Connecticut College received a top rating of five stars from Campus Pride, highlighting efforts to provide a safe and supportive academic life for LGBTQ students. Colleges are ranked on a scale of one to five stars by LGBT experts in higher education. The College first appeared on the list in 2013.

"I am delighted that Connecticut College has once again earned national recognition for one of our most deeply held values: our commitment to an inclusive campus community,” said Connecticut College President Katherine Bergeron. “Our learning environment is enhanced immeasurably through the diverse perspectives and experiences of each member of this campus."

Jen Manion, associate professor of history and director of the College’s LGBTQ Resource Center, said she was proud of the College’s inclusion and was pleased to see the list of schools expand from 25 to 50.

“It’s a remarkable sign of how far the LGBTQ movement has come in the last 30 years and how important young people are in doing the ground work,” Manion said. “At Connecticut College, we have a real commitment from everyone that we want LGBTQ students to feel as included and supported on this campus as everyone else.”

Manion said this year’s Campus Pride Index heavily considered transgender policy and climate. “Colleges and students are at the forefront of making sure that the rights of the transgender community are being taken seriously.”

Connecticut College has emerged as a top transgender-friendly institution, learning from the experience of one of its own students. Manion said that the College has worked closely with Jae Majors ’15, a double major in gender and women’s studies and American studies and a scholar in the Holleran Center’s Program in Community Action. Majors began transitioning from a woman to a man during his first year at Connecticut College.

“I grew up in the Bronx and I always knew there was something different about me,” Majors said. “I was always ‘one of the boys.’ I took some gender and women studies classes and began to learn more about gender and about myself.”
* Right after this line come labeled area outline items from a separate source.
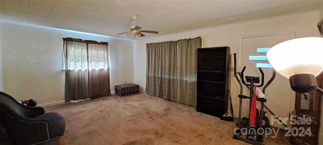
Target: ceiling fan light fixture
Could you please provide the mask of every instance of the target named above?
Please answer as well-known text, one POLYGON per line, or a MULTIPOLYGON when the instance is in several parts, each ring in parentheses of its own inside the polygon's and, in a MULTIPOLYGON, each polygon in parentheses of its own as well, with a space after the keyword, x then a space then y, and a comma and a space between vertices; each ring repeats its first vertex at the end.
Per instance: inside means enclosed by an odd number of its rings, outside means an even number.
MULTIPOLYGON (((135 20, 137 20, 138 17, 136 16, 131 16, 131 19, 133 20, 133 25, 130 26, 130 28, 129 29, 125 29, 128 30, 128 32, 123 32, 117 34, 117 35, 122 34, 124 33, 127 33, 127 35, 129 38, 136 38, 136 37, 143 37, 145 36, 145 35, 142 33, 153 33, 153 34, 158 34, 158 31, 150 31, 150 30, 141 30, 141 29, 143 28, 141 26, 136 25, 135 22, 135 20)), ((124 29, 121 28, 115 28, 117 29, 124 29)))

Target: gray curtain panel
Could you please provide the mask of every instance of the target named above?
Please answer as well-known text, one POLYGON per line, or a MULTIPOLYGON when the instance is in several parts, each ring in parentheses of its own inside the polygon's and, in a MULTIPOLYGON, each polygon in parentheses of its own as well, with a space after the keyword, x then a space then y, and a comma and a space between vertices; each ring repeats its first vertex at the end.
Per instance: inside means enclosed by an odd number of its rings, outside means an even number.
POLYGON ((146 93, 195 106, 200 37, 147 44, 146 93))

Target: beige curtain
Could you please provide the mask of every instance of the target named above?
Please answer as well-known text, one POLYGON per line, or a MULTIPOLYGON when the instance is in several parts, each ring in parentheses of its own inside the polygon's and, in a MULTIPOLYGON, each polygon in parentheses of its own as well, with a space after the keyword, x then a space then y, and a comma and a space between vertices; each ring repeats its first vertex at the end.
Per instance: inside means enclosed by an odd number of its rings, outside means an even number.
POLYGON ((146 93, 196 106, 196 57, 201 37, 147 44, 146 93))
POLYGON ((88 43, 89 97, 111 96, 108 47, 88 43))
POLYGON ((111 95, 107 43, 67 38, 63 48, 66 102, 111 95))
POLYGON ((178 41, 178 67, 177 102, 196 105, 197 48, 201 48, 201 39, 178 41))

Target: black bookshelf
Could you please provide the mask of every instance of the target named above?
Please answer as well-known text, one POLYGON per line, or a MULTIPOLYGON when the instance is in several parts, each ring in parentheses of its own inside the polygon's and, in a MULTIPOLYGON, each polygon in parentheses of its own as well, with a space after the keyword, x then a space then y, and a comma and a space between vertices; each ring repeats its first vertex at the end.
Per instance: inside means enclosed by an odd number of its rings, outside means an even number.
POLYGON ((196 111, 218 117, 228 109, 230 47, 197 49, 196 111))

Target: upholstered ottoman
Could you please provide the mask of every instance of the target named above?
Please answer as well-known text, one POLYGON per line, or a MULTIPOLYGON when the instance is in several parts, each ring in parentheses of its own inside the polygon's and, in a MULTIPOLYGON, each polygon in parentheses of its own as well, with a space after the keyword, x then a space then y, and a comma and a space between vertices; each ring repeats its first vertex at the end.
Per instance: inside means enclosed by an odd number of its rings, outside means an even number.
POLYGON ((125 96, 139 93, 139 85, 126 84, 115 86, 115 93, 120 96, 125 96))

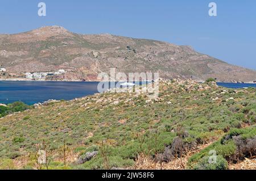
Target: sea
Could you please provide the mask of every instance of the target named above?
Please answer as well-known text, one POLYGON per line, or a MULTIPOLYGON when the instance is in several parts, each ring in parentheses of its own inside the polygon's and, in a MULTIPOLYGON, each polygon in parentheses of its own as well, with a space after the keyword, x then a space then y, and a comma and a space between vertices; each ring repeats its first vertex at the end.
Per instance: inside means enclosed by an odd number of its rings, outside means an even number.
MULTIPOLYGON (((72 100, 98 93, 98 82, 0 81, 0 103, 21 101, 32 105, 49 99, 72 100)), ((141 83, 135 83, 136 84, 141 83)), ((256 87, 254 83, 217 83, 220 86, 240 89, 256 87)), ((109 85, 110 86, 110 85, 109 85)), ((108 89, 109 87, 105 87, 108 89)))

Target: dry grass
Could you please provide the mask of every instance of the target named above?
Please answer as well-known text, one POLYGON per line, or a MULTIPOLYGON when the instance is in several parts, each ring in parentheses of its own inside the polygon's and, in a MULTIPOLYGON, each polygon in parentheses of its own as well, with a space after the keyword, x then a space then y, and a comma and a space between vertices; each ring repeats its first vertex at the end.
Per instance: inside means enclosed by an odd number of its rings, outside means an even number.
POLYGON ((256 158, 248 159, 236 164, 229 164, 229 170, 256 170, 256 158))
POLYGON ((134 170, 185 170, 190 157, 211 145, 213 142, 202 145, 194 150, 188 151, 181 158, 175 158, 169 162, 156 162, 150 156, 142 154, 138 157, 134 166, 130 168, 134 170))

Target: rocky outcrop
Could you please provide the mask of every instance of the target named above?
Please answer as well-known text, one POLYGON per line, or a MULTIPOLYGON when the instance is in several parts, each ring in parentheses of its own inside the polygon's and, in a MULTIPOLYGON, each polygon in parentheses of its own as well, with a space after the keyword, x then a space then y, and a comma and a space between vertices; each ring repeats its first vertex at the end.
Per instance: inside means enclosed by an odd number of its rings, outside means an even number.
POLYGON ((53 81, 98 81, 98 74, 117 71, 158 72, 164 78, 209 77, 218 82, 253 82, 256 71, 232 65, 196 52, 189 46, 109 34, 80 35, 59 26, 15 35, 0 35, 0 65, 8 74, 72 70, 46 78, 53 81), (15 50, 14 51, 14 50, 15 50))

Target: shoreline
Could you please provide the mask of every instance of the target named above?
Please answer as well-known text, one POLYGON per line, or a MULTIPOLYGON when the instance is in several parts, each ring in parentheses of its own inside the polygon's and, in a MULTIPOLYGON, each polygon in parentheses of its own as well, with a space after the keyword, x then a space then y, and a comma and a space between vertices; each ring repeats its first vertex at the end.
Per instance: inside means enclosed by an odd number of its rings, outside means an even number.
MULTIPOLYGON (((6 82, 104 82, 105 81, 52 81, 52 80, 32 80, 32 79, 22 79, 22 78, 9 78, 9 79, 2 79, 0 78, 0 81, 6 81, 6 82)), ((135 81, 135 82, 138 82, 139 81, 135 81)), ((119 81, 117 82, 124 82, 125 81, 119 81)), ((129 81, 126 81, 129 82, 129 81)), ((204 81, 197 81, 198 82, 204 82, 204 81)), ((237 84, 256 84, 256 82, 216 82, 216 83, 237 83, 237 84)))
Majors became active in the LGBTQ Center in his first year on campus. He worked with fellow students, faculty and administrators to create a gender inclusive bathroom in the College’s Fanning Hall. Though the effort was successful, Majors knew there was more to be done and partnered with the Center and allies to influence transgender policies, resulting in one of the most supportive campuses in the country.

Policies have improved every year, along with the number of services offered to the transgender community. Now transgender students are offered housing consistent with the personal identities and gender-neutral restrooms in campus residences and academic buildings. Training on transgender issues is readily available to students, faculty and staff.

Manion said one of the best new policies applies to the student health plan, which now fully insures coverage for transitioning students to receive hormone replacement therapy and other treatments recommended by their doctors.

Majors now feels much more comfortable on campus and is proud that the College has placed highly on the Campus Pride Index.

“It’s taken me a long time to be in the good place I am today,” Majors said. “Being transgender in a lot of ways has made me strong. I realize that everyone is different and that difference is something that should be celebrated.”  

The Athletics Department is taking a more prominent role to build an inclusive community. Efforts like “You Can Play” – a video created by Camel athletes supporting LGBTQ teammates - demonstrate progress, Manion said, and she is working with Athletics Director Fran Shields to continue building a positive environment. Among other initiatives, Manion is participating in a captains’ retreat, where team leaders will be trained on supporting teammates in the gym, the pool, on the field, ice and in the locker room.